This week, Greenville University announced a research partnership with the University of Illinois to evaluate a program designed to mitigate the spread of SARS-CoV-2, the virus that cause COVID-19.
The U of I’s SHIELD program has three components. The first, Target, is anchored on epidemiologic modeling that will inform our community of how often and when individuals on campus should be tested for SARS-CoV-2. The second, Test, involves a novel means of testing for COVID-19 using saliva samples rather than nose swabs. The saliva tests are painless, take about a minute to complete and return results within hours. The final component, Tell, is a communications piece designed to inform individuals of what to do, especially if a test result is positive for the novel coronavirus.
By participating in the SHIELD program, Greenville University will serve as a test case of how a small university in a rural community can contain the spread of the virus.
GU’s “sample size” of approximately 1,000 students and staff is large enough to provide significant data, but small enough to offer effective contact tracing.
The campus community is largely residential, making data collection easier.
Its rural location involves fewer interactions from the surrounding community.
Information about COVID-19 can be communicated quickly, and adjustments made faster than in an “open,” more-urban environment.
Jay Walsh, Vice President for Economic Development and Innovation at the University of System, spoke to the newly formed research partnership with Greenville University.
“Greenville University is a small university in an area of the country that is less populated than our three U of I locations. Those U of I campuses are excellent sites to evaluate Shield in mid-sized and larger communities. Greenville University is an excellent environment to evaluate the aspects of SHIELD in a smaller community. It is important that we understand how one can control this virus in a smaller environment. Greenville University is an excellent site to test that model; further, in the development of the research collaboration, Greenville has been a wonderful partner with whom we are truly thrilled to be working.”

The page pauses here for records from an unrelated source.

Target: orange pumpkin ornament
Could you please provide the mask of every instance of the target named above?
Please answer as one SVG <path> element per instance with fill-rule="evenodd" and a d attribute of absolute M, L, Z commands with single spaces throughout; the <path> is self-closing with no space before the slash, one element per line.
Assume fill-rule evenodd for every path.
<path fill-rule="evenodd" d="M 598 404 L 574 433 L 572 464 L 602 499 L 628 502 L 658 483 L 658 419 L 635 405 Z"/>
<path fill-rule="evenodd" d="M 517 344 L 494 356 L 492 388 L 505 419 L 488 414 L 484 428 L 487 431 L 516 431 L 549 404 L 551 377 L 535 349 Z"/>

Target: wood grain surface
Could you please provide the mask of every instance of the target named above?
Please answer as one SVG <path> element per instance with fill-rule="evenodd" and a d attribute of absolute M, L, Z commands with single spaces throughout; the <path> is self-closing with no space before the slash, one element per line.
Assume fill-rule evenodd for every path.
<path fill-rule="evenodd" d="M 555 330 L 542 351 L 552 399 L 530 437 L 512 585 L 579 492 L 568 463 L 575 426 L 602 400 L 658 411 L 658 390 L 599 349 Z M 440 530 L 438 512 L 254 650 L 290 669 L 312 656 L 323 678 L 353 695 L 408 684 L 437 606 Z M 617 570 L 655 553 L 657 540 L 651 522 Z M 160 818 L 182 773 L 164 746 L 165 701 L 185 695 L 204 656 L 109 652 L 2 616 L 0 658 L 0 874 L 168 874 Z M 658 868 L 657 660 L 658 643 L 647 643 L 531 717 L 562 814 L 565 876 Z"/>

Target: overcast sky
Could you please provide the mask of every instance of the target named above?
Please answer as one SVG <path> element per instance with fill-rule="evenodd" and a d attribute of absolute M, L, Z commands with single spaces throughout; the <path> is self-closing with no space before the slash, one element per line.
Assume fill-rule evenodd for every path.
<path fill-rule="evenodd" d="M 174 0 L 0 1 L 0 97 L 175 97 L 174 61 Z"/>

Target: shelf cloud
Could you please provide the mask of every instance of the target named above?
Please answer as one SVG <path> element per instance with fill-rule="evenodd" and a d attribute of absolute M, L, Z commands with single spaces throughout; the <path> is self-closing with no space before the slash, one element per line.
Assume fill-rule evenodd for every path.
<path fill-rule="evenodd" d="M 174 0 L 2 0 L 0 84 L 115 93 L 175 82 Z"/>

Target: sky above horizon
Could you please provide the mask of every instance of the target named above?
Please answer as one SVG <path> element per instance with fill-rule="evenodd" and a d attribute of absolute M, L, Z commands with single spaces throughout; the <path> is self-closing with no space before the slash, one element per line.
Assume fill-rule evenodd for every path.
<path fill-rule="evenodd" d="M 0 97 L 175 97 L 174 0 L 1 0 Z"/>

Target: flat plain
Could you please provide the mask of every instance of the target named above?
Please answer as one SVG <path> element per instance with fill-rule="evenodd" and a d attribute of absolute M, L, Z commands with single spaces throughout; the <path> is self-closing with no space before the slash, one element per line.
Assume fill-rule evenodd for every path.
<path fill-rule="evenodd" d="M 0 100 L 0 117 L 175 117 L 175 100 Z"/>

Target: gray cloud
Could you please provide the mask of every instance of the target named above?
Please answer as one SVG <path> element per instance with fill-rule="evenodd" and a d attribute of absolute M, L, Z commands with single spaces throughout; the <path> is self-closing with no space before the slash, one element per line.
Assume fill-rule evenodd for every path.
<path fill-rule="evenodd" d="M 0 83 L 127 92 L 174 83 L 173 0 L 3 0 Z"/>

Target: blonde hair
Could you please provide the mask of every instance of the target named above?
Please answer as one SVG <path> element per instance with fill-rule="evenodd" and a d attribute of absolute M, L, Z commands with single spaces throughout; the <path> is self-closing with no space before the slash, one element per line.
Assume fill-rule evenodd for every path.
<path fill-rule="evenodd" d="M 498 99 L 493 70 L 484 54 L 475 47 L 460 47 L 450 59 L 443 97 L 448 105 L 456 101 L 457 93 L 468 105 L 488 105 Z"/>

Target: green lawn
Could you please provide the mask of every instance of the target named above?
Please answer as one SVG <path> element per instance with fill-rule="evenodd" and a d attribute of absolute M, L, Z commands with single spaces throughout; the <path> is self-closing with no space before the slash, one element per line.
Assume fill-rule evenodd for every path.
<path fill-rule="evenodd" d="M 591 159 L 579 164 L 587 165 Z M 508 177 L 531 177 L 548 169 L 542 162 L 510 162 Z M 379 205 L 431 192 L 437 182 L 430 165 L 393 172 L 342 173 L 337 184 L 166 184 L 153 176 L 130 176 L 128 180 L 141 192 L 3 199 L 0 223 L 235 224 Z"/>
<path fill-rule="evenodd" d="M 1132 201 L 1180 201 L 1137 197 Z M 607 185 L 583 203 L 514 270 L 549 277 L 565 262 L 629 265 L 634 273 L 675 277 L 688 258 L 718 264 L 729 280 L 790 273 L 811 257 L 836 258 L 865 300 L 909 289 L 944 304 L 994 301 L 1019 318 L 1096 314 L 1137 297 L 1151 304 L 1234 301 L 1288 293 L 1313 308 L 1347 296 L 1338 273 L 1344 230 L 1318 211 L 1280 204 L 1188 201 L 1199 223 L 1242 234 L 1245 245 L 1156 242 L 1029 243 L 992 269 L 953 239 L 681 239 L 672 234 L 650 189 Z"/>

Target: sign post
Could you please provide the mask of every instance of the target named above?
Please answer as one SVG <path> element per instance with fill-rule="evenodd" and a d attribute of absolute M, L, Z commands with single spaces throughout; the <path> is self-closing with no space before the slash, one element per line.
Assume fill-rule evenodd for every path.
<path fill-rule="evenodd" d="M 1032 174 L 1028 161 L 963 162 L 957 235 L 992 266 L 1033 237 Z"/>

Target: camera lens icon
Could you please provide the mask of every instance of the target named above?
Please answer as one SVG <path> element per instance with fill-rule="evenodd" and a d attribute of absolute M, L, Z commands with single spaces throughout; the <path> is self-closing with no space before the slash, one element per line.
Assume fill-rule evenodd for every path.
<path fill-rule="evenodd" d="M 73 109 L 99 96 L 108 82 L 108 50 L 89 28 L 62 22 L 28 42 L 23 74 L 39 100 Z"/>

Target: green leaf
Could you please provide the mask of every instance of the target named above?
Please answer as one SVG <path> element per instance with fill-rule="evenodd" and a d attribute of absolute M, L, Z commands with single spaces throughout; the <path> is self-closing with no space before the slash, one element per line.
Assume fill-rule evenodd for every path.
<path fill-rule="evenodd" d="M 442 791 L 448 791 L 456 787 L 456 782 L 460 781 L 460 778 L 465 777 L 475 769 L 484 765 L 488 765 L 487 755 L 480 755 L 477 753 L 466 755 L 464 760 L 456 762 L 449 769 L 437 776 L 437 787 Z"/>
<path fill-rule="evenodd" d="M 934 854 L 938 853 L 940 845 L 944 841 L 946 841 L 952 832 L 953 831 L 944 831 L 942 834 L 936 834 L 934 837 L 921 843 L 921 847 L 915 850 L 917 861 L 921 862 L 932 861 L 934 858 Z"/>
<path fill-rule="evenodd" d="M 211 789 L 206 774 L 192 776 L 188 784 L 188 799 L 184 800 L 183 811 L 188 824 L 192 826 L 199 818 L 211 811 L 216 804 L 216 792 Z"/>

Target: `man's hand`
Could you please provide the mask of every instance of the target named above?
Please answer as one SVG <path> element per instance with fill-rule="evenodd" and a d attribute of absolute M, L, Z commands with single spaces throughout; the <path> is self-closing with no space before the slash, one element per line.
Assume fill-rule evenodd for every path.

Greenville President Suzanne Davis adds, “At GU, we are taking advantage of the fact that we are a small, semi-contained university within a low-density part of the country and that is a significant advantage in this time in history. Our rural environment, combined with our ability to offer the most current scientific knowledge based on an epidemiologic model for testing for the COVID virus, allows us to responsibly open the campus for the fall semester.”
The partnership came about through collaboration between President Davis and U of I System President Timothy Killeen. The two presidents began communicating about COVID-19 response earlier this summer. Davis is a double U of I grad with an MBA and a jurisdoctorate.
“President Killeen and I talked several times over the summer about the nature of the virus and how testing would be needed in order to responsibly open [universities] for students in the fall,” Davis said. President Killeen suggested to President Davis that she participate in the exploration of a revolutionary COVID-19 testing approach which could be accurate, noninvasive and deliver relatively rapid test results.
SHIELD is based upon a saliva test that can be done quickly and easily. Epidemiologic models tell us that the test has the sensitivity and specificity that is necessary, and can be done frequently enough that we can mitigate the spread of the SARS-CoV-2 on the Greenville campus.
Davis stressed that a robust testing system on campus will provide a safer environment for students and allow more features of GU life to return to normal.
“Community is the hallmark of the GU experience,” Davis said. “Our students want to come back and be together, and we want to explore every avenue available to give them that experience safely.”
For this reason, all GU students and staff will be tested twice per week for the foreseeable future to minimize any possible spread of illness.
Any member of the GU community who travels to an area deemed a COVID-19 hot spot will be required to test immediately upon returning to campus, in accordance with guidelines from the U.S. Centers for Disease Control and Prevention and the Illinois Department of Public Health.
“Innovation through connection and collaboration will be a hallmark of my presidency at Greenville University,” Davis says. “We are privileged to be a part of this mutually beneficial partnership with the University of Illinois.”